Figure 5.. Genetic screen of the IL-TLR.

(A) Secondary structure of env8 aptamer domain with nucleotide positions represented as open circles and the fully randomized regions in the library are colored as in Figure 1. Note that the secondary structure has changed to reflect the conversion of the L6 terminal loop into an internal loop motif. (B) Cartoon representation closeup of the TL/IL-TLR interaction emphasizing the architecture of the randomized nucleotides. (PDB 4GXY) (C) Cartoon representation closeup of TL/IL-TLR interaction emphasizes randomized area. (D) Activity plot of the variants observed in the genetic screen. (E) Pie chart of the population distribution of the core five nucleotide sequence motif of the FMN IL-TLR. (F) Pie chart of population distribution of FMN riboswitches with the consensus URA/RA (left) and URU/RA (right) with associated activity. (G) Pie chart of the population distribution of sequences of J7/6 for those FMN IL-TLR switches with UAA J6/7 with associated activity. In panels D-G, the color scheme is the same as in Figure 2.

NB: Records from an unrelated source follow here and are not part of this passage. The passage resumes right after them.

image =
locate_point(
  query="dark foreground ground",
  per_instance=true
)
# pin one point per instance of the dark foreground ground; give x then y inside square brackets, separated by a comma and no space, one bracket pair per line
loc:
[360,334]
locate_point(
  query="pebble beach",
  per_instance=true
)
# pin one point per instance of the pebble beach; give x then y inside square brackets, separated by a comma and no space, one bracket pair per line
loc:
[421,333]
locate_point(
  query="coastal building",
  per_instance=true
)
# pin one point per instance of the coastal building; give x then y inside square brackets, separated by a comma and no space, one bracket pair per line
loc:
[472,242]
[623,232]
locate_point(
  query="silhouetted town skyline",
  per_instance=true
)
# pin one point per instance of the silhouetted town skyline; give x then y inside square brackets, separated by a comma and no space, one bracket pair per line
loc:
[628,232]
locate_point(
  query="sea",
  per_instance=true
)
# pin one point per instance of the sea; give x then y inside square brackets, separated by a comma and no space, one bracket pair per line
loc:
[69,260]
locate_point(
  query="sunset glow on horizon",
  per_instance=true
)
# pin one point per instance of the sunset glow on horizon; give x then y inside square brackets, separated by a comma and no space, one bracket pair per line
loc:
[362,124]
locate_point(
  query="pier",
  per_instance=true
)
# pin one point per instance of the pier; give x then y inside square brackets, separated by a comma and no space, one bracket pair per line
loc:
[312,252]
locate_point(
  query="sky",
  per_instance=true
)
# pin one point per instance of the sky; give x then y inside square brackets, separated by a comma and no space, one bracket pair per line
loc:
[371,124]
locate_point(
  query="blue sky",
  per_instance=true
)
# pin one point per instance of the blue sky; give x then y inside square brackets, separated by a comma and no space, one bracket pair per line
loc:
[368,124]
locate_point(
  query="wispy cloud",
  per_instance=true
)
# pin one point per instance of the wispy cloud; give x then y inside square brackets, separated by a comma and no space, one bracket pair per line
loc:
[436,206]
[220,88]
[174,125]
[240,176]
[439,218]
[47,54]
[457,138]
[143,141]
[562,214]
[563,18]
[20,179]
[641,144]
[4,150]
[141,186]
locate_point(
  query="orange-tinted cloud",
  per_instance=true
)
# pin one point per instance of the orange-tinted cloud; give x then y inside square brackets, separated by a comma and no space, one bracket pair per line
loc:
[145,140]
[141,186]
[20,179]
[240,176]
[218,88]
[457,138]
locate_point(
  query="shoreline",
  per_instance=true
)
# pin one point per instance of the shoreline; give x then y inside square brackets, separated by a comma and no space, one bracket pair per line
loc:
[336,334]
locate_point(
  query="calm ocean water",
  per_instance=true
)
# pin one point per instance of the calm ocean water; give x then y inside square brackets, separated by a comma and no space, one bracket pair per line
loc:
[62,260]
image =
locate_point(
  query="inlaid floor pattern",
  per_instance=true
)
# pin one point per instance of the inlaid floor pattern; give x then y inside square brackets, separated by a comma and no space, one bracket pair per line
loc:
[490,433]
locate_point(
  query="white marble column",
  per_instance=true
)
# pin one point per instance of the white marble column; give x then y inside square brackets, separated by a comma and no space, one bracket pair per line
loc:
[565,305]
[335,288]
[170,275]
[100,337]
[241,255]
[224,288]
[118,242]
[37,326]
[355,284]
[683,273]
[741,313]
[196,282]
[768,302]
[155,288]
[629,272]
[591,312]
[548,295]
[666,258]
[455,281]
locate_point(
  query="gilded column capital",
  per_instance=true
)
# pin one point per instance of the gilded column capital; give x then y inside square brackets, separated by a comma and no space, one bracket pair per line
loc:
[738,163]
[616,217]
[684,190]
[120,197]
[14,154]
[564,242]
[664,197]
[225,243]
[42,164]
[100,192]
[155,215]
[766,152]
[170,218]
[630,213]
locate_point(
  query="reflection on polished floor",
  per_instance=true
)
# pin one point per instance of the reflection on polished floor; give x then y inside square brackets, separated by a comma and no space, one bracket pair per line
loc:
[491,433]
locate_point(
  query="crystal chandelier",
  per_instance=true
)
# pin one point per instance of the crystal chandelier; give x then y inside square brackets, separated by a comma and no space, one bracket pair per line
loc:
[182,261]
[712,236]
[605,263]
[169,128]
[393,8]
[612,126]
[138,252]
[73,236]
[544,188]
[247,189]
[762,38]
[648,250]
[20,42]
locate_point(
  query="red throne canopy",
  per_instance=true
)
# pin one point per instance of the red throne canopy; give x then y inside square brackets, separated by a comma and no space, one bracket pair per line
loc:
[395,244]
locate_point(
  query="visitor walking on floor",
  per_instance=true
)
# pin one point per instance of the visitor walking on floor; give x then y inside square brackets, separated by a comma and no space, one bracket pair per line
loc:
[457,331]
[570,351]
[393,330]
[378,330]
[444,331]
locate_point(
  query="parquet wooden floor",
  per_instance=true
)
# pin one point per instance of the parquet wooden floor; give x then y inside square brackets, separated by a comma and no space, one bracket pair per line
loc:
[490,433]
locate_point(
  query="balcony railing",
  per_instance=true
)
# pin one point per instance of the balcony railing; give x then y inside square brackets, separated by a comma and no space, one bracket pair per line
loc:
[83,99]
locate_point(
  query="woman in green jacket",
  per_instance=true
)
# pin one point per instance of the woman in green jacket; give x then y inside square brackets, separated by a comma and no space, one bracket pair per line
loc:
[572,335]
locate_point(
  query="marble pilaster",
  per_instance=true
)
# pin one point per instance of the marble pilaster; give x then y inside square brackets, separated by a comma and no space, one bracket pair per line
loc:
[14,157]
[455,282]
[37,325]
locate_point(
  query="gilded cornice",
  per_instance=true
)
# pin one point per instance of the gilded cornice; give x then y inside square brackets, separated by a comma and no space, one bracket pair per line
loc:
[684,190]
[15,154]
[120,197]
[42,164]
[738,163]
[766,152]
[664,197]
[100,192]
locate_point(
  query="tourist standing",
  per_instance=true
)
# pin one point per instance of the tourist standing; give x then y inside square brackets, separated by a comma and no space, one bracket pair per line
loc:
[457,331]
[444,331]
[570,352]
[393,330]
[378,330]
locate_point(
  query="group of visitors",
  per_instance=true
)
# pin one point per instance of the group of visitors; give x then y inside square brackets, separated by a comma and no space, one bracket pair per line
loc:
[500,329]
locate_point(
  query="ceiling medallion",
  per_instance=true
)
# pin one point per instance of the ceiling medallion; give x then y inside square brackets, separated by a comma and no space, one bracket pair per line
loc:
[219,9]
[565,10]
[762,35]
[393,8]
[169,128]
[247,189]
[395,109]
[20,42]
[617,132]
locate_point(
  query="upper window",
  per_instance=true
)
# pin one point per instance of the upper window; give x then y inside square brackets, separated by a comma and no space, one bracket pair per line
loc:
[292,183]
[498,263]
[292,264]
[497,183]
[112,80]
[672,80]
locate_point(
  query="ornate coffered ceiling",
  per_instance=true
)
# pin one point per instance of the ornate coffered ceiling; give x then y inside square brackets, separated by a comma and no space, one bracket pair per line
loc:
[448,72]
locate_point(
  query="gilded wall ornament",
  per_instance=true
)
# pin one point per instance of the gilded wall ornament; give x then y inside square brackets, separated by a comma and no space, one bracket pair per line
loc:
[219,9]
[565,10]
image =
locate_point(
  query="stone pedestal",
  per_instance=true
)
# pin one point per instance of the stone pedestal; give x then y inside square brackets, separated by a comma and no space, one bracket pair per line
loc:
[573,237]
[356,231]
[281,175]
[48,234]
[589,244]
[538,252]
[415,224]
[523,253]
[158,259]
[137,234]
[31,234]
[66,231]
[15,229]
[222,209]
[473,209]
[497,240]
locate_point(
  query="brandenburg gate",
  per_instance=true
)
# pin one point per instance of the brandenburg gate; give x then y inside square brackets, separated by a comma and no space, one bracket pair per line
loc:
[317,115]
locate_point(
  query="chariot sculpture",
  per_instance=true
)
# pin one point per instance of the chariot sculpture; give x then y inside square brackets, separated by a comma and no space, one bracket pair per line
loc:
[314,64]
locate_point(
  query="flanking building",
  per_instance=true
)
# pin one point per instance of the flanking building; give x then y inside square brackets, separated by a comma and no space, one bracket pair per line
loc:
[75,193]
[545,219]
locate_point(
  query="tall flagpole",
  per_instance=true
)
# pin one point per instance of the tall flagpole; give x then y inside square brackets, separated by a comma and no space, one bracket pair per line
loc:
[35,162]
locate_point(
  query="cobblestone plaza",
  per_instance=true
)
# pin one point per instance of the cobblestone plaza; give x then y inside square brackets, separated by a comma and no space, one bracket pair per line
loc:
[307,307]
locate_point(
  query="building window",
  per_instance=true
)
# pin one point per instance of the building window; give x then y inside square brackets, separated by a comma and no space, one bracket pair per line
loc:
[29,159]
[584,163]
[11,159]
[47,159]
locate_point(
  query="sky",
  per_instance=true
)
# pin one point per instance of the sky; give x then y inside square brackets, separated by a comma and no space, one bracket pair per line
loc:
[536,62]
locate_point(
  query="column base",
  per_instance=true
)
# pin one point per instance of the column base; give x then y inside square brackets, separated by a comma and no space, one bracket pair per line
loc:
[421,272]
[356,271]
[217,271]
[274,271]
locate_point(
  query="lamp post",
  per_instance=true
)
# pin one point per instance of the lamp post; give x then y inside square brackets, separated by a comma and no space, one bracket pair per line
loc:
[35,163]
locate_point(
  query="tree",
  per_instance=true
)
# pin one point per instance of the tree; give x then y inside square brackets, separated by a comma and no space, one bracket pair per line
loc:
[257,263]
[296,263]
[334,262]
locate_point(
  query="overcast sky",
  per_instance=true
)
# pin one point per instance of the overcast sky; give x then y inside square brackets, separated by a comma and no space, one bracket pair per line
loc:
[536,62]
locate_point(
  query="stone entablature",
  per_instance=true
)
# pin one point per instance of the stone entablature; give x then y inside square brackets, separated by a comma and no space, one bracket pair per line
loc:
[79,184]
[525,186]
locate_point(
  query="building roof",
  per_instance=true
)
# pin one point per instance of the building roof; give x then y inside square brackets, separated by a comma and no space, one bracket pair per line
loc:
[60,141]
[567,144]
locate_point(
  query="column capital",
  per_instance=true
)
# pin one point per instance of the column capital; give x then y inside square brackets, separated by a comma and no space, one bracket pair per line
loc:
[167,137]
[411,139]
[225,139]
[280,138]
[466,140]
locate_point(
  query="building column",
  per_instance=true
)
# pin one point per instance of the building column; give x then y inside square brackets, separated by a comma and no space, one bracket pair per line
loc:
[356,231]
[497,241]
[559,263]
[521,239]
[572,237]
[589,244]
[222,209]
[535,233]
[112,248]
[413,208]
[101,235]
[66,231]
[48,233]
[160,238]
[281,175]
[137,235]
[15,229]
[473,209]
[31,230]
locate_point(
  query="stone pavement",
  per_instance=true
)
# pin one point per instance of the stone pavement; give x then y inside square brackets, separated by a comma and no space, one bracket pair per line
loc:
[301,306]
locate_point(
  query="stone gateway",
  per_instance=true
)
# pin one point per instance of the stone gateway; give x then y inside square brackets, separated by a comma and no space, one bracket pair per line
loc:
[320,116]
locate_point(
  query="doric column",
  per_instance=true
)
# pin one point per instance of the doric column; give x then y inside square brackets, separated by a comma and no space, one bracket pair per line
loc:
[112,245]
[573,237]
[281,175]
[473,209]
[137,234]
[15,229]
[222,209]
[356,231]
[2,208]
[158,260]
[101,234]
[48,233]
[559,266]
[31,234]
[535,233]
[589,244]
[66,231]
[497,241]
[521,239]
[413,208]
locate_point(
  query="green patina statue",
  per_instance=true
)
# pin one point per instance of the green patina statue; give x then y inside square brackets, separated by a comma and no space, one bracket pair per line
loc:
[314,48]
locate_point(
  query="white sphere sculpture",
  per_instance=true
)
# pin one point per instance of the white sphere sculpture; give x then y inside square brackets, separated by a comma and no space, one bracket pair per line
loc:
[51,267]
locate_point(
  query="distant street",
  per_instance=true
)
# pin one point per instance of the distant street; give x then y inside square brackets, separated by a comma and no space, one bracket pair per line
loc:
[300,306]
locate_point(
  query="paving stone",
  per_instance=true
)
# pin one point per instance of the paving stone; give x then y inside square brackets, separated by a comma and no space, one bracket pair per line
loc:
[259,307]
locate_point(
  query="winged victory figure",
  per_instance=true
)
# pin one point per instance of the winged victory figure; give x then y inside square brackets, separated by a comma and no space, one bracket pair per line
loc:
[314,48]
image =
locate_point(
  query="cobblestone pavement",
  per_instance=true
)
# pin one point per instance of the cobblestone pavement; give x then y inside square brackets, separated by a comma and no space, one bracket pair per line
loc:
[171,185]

Figure 6.. Genetic screen of the auxiliary helix.

(A) Secondary structure of env8 aptamer domain with nucleotide positions represented as open circles and the fully randomized regions in the library are colored as in Figure 1. (B) Cartoon representation closeup of the TL/5nt-TLR interaction emphasizing the architecture of the randomized nucleotides. (PDB 4FRG) (C) Activity plot of the variants observed in the genetic screen. (D) Pie chart of the population distribution of the auxiliary helix from the FMN TL/5nt-TLR alignment. In panels C and F, the color scheme is the same as in Figure 2.

Figure 7.. Assay of the common TL/5nt-TLR sequences in the FMN riboswitches.

Analysis of the most common sequences in the FMN riboswitch family yielded a set (v1-v11; inset) that comprises ~30% of all sequences. Nucleotide positions that differ from the wild type env8 sequence in the terminal loops are highlighted in green, except positions 2 and 3 in the auxiliary helix which are always a C-G base pair rather than the G-C pair in env8. The performance of each variant is plotted as previously, and the labels of the plot correspond to the sequence labels in the inset.